Dejemos ahora trascurrir algún tiempo, y volvamos a nuestra vez a Londres.

Nos hallamos en medio del verano.

Es decir durante el estío, que es lo que llaman los Ingleses la estación.

La ciudad de Londres, tan triste y brumosa en invierno, tiene también sus días de esplendor, que la inundan de sol y de aire puro.

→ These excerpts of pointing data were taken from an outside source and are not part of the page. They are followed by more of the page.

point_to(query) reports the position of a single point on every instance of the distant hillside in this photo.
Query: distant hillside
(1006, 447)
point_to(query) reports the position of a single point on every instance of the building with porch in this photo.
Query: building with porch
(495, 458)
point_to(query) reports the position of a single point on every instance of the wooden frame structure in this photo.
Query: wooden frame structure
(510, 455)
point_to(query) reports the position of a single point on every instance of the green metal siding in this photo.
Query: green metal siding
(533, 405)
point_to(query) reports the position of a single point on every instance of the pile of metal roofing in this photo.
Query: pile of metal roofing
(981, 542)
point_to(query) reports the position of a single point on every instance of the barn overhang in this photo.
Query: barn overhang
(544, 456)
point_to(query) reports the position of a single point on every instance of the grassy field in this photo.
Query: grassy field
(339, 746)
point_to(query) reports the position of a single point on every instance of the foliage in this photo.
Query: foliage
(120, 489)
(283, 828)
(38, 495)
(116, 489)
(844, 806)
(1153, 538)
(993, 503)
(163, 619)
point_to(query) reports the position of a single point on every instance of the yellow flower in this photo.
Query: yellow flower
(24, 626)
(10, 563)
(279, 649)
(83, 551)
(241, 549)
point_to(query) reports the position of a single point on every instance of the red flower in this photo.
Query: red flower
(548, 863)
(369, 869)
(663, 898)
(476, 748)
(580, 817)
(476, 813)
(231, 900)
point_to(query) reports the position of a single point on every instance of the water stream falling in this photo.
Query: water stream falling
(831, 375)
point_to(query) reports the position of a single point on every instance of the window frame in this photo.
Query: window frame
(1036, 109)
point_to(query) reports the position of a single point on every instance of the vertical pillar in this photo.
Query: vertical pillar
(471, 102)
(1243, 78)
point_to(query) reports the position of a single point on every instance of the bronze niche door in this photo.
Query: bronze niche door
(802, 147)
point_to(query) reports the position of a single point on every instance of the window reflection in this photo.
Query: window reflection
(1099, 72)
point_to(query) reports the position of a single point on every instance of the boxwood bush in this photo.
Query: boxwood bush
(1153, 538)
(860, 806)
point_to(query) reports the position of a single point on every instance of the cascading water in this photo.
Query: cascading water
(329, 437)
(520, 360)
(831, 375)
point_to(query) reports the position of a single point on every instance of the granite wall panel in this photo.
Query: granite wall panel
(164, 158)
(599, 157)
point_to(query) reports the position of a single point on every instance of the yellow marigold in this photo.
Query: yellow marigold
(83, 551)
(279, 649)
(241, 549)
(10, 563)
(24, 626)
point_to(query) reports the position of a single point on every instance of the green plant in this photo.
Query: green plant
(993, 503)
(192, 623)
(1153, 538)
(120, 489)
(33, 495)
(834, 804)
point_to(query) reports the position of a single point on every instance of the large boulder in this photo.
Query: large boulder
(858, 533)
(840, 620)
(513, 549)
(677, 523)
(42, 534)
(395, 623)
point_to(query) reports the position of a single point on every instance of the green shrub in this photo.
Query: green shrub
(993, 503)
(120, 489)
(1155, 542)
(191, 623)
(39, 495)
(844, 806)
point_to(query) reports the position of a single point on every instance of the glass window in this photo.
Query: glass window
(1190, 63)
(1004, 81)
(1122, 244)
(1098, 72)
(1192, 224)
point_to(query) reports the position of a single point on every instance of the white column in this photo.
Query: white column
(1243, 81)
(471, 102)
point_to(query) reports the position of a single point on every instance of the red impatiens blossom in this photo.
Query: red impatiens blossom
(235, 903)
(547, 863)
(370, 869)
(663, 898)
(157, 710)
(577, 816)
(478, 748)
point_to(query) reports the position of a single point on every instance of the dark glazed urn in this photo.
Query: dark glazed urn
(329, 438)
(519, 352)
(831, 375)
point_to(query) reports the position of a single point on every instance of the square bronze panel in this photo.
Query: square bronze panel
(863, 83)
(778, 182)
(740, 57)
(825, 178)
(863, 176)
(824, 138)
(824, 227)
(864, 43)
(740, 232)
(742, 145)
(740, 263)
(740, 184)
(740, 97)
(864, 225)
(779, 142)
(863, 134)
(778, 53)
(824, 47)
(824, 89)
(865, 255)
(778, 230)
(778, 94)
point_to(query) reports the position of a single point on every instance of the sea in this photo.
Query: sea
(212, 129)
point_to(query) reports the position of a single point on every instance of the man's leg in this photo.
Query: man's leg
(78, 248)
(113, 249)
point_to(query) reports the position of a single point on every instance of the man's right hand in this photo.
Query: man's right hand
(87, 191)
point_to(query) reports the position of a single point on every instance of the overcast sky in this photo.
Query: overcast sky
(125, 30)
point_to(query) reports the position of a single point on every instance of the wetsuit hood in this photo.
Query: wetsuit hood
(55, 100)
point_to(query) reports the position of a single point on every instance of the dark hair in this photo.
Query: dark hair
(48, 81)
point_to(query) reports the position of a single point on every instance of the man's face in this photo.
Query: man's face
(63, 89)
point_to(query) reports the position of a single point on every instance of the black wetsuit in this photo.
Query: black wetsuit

Entonces las cúpulas de sus iglesias y la cima de sus edificios reverberan la luz en mil cambiantes; sus calles ostentan una animación y alegría insólitas, y sus parques y sus squares se ven llenos de una compacta multitud que parece dichosa y contenta de la vida.

Hyde-Park, sobre todo, presenta en semejantes días un espectáculo soberbio.

Los coches, los jinetes y las personas de todas clases que recorren a pie sus frondosas alamedas, se cruzan, mezclan y confunden en todos sentidos.

Mucho después de ponerse el sol, Hyde-Park está aún lleno de gente. Acá y allá, tiernos amantes recitando por lo bajo la eterna cantinela del primer amor; niños revoltosos jugando a orillas de la Serpentina; ancianos rejuvenecidos por el sol, y jóvenes lánguidas y novelescas soñando con el cielo de Italia y con las lontananzas azules que baña el Mediterráneo.

Y toda esa variada multitud va y viene, circula, y aspira con placer la brisa de la tarde que reemplaza el ardiente calor del día. Todos parecen dichosos.

Son las ocho de la noche: empieza la hora del crepúsculo, y un rayo de luz se desliza aún por entre el sombrío follaje de los añosos árboles.